By the time he left the bar of the not so jolly Jolly Boatman, dark had fallen and the rush hour, while still on, had also begun to ease. He took the Metropolitan line from Whitechapel tube station to King’s Cross, and then took an overground train bound for Welwyn. He left the train at Brookmans Park, exited the station via the footbridge and, with his hands thrust into the pockets of his donkey jacket, looking like a coal miner returning home from a shift at the pit, he walked into the leafy suburbs and up Brookmans Lane, which was softly illuminated by street lamps.
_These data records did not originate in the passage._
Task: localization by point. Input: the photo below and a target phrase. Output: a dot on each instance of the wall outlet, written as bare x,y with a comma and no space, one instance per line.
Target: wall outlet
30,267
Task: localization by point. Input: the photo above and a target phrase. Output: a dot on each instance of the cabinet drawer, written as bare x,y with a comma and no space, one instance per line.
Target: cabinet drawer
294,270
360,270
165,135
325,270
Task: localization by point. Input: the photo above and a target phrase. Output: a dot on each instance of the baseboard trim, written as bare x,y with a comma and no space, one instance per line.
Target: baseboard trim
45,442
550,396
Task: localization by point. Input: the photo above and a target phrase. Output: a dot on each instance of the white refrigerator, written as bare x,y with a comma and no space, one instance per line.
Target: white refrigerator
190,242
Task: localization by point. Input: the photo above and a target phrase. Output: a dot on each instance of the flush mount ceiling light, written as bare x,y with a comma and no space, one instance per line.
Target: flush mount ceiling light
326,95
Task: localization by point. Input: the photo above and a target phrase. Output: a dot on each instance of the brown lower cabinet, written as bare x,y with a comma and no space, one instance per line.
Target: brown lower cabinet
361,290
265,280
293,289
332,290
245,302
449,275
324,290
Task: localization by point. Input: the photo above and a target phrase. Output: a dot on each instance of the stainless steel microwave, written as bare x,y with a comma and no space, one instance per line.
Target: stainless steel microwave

Large, fully detached houses were situated on either side of the road, many with U-shaped driveways; thus the homeowners avoided having to reverse their cars into the lane. The houses all had generous back gardens, and those to his left backed on to the golf course and thereby afforded even more open space to survey when standing at the rear windows of said houses. He felt himself thinking, aren’t we smug, as he walked. But the smug occupants of these houses were also his neighbours, because although he and his wife liked to drink in working-class pubs ‘to touch base’, they were both disinclined to live on a sink estate and had bought what property they could manage to afford on his salary as a learned Home Office pathologist, and so, working class or not, they had eventually fetched up in ‘smug, self-satisfied’ Brookmans Park, Hertfordshire.